Machine Learning Models for Exoplanet Detection: A Comparative Analysis of Kepler Mission Data

0
485

Abstract


Ever since the first discovery of an exoplanet in the 1990s, there has been an abundance of exoplanet research and discovery as more bodies are being detected with better technology. The goal of the research was to develop a machine learning model that can predict whether an observation is a candidate for an exoplanet or not. It is important because discovering more exoplanets could lead to better research on exoplanets. Using python and python libraries, we created a model that would be able to predict whether an observation was a candidate for an exoplanet based on the characteristics of the exoplanet. The model was trained using data from the NASA exoplanet database with 9564 unique values. The final model was able to produce an accuracy of over 80% of classifying whether an observation was an exoplanet or not, while being able to analyze a large data set over a short period of time. With the inclusion of more characteristics or data points, the model could be further improved to be more accurate. However, even with just two input features, which were selected based on domain knowledge, it is possible for the model to be above 80% accurate. This is revealed through the feature importance plot created for the RandomForestClassifier model.

Introduction

Planets outside of the solar system are a great subject of study in astronomy, and have been studied intensely over the past few decades. The first ever exoplanet around a solar like star was discovered by Mayor and Queloz in 19951. Many missions, including the Kepler mission hunted for planets in the Milky Way Galaxy. The Kepler mission, a space based telescope observing in visible light, was launched in 2009 by NASA, and it was created to analyze and monitor planetary candidates that were earth-sized. Over a thousand confirmed candidates were found, hundreds of Earth-sized planetary candidates were discovered, and Earth-sized planets in the habitable zone were detected2. The mission was also NASA’s first exoplanet mission, and transits were used to monitor 100,000 main sequence stars over 3 and a half years. This mission showed that our galaxy contained billions of exoplanets, which could hold life3.

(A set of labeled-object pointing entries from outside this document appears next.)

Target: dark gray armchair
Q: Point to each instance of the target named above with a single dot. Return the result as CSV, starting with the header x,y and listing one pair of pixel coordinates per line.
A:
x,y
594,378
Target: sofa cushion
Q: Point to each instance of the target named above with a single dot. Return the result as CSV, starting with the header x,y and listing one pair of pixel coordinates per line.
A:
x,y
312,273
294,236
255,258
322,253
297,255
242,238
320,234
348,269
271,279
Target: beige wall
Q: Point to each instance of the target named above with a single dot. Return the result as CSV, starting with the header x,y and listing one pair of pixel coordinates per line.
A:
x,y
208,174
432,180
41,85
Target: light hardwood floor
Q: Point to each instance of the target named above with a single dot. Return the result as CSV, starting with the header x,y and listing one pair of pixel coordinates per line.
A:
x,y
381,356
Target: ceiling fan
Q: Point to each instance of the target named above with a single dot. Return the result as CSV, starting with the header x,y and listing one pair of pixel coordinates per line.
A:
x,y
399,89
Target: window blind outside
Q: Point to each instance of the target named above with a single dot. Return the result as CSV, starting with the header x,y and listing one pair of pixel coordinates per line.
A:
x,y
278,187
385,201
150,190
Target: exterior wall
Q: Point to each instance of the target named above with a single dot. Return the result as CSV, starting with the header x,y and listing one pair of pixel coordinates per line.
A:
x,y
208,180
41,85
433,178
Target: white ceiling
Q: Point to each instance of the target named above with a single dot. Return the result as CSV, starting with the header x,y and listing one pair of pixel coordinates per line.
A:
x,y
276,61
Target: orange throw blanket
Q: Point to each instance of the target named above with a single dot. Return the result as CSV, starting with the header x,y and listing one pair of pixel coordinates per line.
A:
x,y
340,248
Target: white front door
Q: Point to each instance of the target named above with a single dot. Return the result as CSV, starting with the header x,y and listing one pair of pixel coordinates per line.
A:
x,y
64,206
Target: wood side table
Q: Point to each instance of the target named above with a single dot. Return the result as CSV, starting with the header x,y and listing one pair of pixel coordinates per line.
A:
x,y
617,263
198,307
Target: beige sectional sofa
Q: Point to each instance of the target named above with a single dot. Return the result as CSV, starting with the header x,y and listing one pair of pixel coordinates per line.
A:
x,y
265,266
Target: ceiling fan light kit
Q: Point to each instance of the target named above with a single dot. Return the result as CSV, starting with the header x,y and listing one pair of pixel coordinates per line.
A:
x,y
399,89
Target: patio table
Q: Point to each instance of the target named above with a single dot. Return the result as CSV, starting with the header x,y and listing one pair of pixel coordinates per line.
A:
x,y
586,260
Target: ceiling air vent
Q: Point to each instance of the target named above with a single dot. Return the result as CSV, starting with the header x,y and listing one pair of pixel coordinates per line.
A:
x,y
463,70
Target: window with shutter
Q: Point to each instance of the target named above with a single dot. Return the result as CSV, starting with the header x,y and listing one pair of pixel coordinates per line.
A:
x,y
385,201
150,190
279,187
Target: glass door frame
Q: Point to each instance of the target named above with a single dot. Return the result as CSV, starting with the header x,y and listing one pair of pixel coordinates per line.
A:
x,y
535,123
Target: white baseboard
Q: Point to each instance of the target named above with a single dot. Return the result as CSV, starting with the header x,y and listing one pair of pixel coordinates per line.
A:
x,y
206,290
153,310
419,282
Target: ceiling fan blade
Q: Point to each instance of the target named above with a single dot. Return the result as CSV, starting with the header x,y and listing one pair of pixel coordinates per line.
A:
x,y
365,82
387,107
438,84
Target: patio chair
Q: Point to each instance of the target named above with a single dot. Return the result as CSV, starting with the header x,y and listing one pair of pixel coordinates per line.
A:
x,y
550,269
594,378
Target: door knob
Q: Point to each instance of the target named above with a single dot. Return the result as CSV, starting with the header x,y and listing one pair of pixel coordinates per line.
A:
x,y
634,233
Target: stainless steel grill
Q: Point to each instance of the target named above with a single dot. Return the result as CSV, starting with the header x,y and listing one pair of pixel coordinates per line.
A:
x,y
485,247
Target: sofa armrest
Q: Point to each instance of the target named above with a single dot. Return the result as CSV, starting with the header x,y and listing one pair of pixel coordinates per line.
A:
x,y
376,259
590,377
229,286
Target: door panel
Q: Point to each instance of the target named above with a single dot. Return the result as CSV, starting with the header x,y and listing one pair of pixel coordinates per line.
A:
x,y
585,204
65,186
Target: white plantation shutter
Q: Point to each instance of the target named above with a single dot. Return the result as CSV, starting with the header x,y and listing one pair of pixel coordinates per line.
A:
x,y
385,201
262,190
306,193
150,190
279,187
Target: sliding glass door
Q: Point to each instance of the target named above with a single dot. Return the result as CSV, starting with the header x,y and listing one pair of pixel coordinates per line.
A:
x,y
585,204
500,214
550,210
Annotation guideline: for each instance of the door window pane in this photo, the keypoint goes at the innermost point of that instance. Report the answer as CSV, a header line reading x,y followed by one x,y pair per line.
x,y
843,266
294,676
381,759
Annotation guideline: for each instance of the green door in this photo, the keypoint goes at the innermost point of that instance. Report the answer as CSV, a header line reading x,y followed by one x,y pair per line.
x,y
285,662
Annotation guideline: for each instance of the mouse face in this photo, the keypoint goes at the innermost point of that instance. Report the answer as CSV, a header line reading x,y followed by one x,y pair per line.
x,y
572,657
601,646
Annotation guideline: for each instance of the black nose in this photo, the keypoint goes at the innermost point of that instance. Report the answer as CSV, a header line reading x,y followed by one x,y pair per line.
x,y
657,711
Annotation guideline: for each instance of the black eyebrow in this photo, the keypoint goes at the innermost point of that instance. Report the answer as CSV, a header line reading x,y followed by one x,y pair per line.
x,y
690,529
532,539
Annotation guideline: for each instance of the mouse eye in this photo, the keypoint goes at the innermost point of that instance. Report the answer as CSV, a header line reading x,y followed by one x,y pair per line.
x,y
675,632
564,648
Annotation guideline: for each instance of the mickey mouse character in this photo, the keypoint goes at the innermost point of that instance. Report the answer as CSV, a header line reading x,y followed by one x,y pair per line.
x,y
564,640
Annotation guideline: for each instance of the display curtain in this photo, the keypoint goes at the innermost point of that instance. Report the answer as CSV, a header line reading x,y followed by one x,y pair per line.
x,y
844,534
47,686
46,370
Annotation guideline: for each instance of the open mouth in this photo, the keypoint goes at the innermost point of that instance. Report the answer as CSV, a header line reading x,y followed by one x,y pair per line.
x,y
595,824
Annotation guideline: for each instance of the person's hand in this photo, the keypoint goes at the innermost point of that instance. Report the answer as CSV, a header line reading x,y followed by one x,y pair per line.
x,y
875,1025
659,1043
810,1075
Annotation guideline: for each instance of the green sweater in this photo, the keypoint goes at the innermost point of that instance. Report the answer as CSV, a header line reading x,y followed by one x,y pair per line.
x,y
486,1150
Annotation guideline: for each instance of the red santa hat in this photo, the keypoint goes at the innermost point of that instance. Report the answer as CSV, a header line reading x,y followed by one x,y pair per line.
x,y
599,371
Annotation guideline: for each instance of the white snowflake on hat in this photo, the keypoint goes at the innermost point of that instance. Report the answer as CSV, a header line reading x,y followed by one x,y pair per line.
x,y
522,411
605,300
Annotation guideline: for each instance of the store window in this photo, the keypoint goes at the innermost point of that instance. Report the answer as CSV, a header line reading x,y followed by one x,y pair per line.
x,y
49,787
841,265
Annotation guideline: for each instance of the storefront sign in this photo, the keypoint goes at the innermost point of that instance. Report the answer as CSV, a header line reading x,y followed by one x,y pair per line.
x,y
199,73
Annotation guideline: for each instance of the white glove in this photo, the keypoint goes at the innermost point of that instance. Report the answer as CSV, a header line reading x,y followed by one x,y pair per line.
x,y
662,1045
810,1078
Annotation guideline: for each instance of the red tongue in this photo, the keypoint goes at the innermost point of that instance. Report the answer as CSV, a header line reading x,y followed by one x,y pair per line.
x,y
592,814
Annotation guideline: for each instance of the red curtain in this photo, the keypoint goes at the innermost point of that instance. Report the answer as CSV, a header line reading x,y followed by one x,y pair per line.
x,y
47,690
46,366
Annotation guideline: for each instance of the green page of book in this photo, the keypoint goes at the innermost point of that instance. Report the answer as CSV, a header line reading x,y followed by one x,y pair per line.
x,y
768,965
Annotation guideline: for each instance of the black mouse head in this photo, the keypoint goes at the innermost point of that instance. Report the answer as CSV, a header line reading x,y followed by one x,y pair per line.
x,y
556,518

This information allows scientists to put into perspective the frequency of exoplanets in our galaxy, and the possibility of discovering an exoplanet that is habitable grows larger. Thus, the ever growing demand and field of discovering exoplanets can be further improved with help from machine learning, as machine learning provides a way to quickly sort through information and data in a way that humans are unable to. The application of machine learning can make the discovery and analysis of exoplanets much easier, quicker, and more cost-efficient. This information can then be put to use to discover life beyond Earth, discover more about our solar system.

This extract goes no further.